Когда мама вышла из комнаты, он просил меня прийти к нему в гости, просто в гости, я отвечала, что, может быть, и приду к нему условиться о работе. Я ему сказала, как я провела всю неделю. Потом он смотрел мои книги и просил меня прочитать ему стихотворение Лермонтова "Выхожу один я на дорогу", желая знать, как я читаю. Я просила его избавить меня от чтения, он настаивал, но так как я ужасно дурно читаю, то я решительно отказалась и как-то сумела свести разговор на другой предмет, и чтение было оставлено до другого раза.
Когда мама вышла, я сказала ему: "А знаете, что такое я сделала, ко мне обещала прийти одна моя знакомая, а я сказала ей, что вы у нас вчера были и что сегодня не будете, только для того, чтобы она ко мне не приходила".

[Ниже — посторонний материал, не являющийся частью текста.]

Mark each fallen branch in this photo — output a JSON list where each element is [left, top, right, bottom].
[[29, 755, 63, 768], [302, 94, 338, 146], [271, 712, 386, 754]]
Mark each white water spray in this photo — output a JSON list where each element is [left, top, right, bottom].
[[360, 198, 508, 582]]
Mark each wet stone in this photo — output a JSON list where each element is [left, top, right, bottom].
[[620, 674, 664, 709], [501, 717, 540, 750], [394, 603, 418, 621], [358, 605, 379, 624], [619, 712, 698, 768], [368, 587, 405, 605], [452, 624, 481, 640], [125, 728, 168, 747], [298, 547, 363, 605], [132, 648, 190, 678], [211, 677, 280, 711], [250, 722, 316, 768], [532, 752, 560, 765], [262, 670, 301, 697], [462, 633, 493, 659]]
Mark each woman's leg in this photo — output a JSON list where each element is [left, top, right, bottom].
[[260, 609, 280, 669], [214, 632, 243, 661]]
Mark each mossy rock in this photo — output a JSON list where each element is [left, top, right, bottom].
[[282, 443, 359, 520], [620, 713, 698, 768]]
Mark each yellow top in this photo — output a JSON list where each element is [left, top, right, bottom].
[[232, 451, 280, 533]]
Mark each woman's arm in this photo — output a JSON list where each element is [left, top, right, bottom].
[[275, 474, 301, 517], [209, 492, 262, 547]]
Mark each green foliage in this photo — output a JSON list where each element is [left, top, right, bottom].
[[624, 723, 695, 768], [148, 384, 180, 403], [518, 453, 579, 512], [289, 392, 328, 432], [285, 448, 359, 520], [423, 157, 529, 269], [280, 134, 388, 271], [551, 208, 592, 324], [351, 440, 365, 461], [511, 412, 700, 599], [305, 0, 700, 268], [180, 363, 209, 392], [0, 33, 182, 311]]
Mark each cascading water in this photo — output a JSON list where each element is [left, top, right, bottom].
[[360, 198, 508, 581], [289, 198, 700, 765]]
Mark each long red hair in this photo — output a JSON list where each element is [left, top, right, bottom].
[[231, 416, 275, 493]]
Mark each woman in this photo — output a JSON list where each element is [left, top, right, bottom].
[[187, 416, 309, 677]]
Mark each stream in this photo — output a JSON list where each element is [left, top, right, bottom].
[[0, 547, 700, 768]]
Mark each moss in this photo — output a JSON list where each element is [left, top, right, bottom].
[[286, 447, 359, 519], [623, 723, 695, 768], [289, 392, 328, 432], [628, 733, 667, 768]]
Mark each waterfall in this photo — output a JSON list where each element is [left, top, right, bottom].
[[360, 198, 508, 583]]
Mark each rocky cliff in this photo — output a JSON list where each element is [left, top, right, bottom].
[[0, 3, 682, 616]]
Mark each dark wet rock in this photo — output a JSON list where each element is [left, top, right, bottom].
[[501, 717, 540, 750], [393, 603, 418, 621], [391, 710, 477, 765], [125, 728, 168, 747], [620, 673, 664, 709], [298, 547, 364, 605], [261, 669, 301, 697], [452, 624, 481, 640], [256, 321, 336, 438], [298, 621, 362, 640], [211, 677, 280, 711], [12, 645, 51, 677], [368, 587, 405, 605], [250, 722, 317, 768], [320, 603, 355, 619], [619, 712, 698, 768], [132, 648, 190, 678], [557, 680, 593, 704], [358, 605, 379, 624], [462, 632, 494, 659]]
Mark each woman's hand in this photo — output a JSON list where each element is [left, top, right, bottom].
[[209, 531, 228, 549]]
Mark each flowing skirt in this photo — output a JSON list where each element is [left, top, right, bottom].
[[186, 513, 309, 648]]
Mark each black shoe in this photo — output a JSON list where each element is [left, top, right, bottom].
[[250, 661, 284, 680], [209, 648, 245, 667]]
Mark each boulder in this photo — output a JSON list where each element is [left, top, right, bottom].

"Для чего вы это сделали?" — спросил он.
"Потому что я боялась, чтобы она на вас не произвела слишком хорошего впечатления, а мне этого бы вовсе не хотелось". Это ему ужасно понравилось, показало ему, что он мне нравится. Потом он мне рассказал о своей двоюродной сестре, которая сгорела[558]
, и еще несколько рассказал.Просидел он у нас, кажется, часов до 9. Наконец поднялся, чтобы уходить. У него был нанят извозчик на весь вечер, потому что он боялся не найти от нас дорогу. Наконец мы распрощались, я обещала когда-нибудь прийти к нему, он дружески простился с мамой и ушел. Какова была моя досада, когда <Степан
> Маркелыч, вошедший через 10 минут, сказал мне, что у рысака, которого он нанял на вечер, украл кто-то подушку от санок в то время, когда тот на минуту отлучился от лошади, и бедный кучер не знает, что ему делать, говорит, что ему очень достанется от хозяина за такую покражу. Как мне это было досадно. "Что подумает он про нас, — говорила я, — ведь это решительно заставит его к нам не ездить в такие страшные воровские места, где нельзя оставить лошадь на минуту, чтобы чего не случилось". Вообще мне это было ужасно как неприятно и ужасно жаль бедного извозчика. Вообще же вечер произвел на меня удивительно хорошее впечатление, и вот я теперь, через; год, с уд<ивительны>м удовольствием вспоминаю о нем. Вообще это было очень счастливое время, как я припоминаю, и дай бог всякому быть таким счастливым, как я была в это время.Суббота 16/4 <ноября>. Как я уже сказала, поездка Феди отложена до завтра, но это, право, жаль, потому что погода сегодня восхитительная и, вероятно, вид<ы> по дороге прелестные, а почему знать, может быть именно завтра будет прескверная погода <…>Так как ввиду отсутствия Феди я решилась занять себя шитьем его пальто, т. е. положить его на вату, то и пошла купить ваты <…> Вечером мы рассчитали с Федей деньги, мне он оставил 90 франков, а сам взял на все 135, однако, право, хотя я вполне уверена, что решительно из этого ничего не будет. Потом я уложила ему в саквояж все вещи, нужные для него в дороге, взяли мы из библиотеки книги, я взяла себе "Uscoque" Жорж Занд, а он "Процесс <об убийстве герцогини?> Praslin"[559]
. Федя мне сказал, что он решительно обдумал и решил, что больше как до вторника ни за что не останется, что бы там ни было, потому что уверен, что станет ужасно как беспокоиться обо мне и думать, что со мной и невесть что случилось. Вообще мы с ним были большие друзья в этот вечер и во весь день.